Having done a pretty fair amount of reading of scientific literature and other
people's experiences along with observing my own body I am convinced that it
is contributing in a very positive way to my overall health.

------
QuantumAphid
I've had pretty good experience with it. I discount the touted magical
benefits and just focus on the practical results, which for me has been
increased hardiness/resilience with regard to energy levels.

My approach:

\- Follow a cyclical pattern. Your body/metabolism evolved to endure periods
of hunger as well as taking advantage of relative plenty. Try to flex your
metabolism each week by eating little or no food for 24+ hours, then eating
one meal per day (nutrient dense, see below), then eating two per day,
increasing until you eat to satiety (just before going back into the extended
fast).

\- This is a bit like treating each week as an annual seasonal cycle. For my
schedule, Sun night through Wed morning is Winter (mostly fasting), Wed/Thu is
Spring (one meal per day), Fri/Sat is Summer (two meals), Sunday is Autumn and
feasting before Winter comes.

\- You'll be eating much less in total volume, so focus on maximum nutrition
density when (re)feeding. This means eating things like (grass-fed) liver and
heart, wild-caught fish and bivalves, vegetables and leafy greens to replenish
nutrients and minerals. From a nutritional standpoint, this is not so much a
keto/hflc/carnivore/paleo approach, it's really just: Eat meat and vegetables.
During the Summer/Fall cycle of my week I'll deviate a little and add berries
or low glycemic veggies.

\- I exercise with high intensity twice per week. Once on Wed morning (ideally
fasted), and once on Sunday morning. The rest of the week I just do a bit of
stretching/mobility. This isn't critical to the fasting program, but I find
that the metabolism flexing through fasting is a positive stress that
complements the physical activity (also a positive stress).

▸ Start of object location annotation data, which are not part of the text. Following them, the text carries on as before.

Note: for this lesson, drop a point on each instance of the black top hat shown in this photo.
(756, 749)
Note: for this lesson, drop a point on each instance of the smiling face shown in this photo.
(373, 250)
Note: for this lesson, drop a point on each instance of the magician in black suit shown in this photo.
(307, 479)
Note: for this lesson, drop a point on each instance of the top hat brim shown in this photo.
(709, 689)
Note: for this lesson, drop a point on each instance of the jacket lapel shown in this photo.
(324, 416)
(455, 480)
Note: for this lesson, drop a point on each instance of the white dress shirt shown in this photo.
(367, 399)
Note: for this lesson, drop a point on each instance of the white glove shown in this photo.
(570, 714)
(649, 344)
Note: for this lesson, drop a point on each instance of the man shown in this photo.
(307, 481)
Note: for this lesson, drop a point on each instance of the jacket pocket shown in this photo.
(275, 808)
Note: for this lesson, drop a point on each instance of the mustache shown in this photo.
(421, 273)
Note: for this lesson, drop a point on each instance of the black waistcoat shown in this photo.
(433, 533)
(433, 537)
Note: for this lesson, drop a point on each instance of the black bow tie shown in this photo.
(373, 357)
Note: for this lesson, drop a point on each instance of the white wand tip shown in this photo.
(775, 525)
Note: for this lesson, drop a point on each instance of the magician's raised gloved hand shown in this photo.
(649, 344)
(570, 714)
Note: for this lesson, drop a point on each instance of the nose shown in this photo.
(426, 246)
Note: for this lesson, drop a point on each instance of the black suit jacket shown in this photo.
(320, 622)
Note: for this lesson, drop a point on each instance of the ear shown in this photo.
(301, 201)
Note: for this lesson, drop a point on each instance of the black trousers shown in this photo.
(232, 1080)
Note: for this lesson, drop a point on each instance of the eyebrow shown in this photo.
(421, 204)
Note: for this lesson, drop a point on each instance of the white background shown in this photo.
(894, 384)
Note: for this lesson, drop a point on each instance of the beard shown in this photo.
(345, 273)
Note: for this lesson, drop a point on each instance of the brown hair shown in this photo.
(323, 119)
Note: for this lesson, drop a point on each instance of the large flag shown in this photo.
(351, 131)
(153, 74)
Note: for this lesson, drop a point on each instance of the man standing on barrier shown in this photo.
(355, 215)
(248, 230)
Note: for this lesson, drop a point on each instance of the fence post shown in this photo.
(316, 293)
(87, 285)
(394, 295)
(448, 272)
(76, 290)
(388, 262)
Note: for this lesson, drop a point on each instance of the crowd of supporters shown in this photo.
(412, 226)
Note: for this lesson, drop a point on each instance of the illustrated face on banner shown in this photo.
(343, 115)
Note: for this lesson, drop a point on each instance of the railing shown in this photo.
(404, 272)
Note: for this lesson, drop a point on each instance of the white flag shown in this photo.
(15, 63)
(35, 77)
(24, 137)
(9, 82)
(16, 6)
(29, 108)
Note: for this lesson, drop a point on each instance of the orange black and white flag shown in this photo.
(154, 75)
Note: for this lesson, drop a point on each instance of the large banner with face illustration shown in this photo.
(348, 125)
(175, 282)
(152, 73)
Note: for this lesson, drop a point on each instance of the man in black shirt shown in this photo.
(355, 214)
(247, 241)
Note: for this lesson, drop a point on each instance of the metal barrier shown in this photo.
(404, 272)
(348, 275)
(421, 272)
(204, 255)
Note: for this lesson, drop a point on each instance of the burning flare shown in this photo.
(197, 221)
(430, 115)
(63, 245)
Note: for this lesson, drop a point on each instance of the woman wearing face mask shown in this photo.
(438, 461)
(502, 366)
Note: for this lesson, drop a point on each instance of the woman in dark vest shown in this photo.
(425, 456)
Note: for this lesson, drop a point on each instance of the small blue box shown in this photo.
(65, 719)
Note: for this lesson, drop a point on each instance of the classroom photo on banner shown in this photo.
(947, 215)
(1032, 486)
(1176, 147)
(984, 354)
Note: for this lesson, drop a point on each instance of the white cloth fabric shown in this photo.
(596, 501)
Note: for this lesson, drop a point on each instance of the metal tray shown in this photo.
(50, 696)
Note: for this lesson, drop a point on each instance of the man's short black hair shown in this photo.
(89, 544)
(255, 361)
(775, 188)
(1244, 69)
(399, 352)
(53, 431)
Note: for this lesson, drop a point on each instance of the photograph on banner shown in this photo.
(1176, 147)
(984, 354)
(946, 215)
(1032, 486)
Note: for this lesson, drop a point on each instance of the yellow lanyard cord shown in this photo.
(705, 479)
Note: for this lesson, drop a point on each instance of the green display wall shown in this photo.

So, that's it. The cyclical nature of it feels good to me, it feels a bit more
natural, the nutritional part feels really good, and I've had really good
results from an energy level and body composition standpoint.

------
heardyousay
I saw on youtube that one of the biggest benefits of IF is autophagy. So
that's what I intermittent-fast for. Losing weight is not my priority. What I
noticed so far is noticeable improvement in my complexion. That likely
corresponds to some internal improvement/rejuvenation.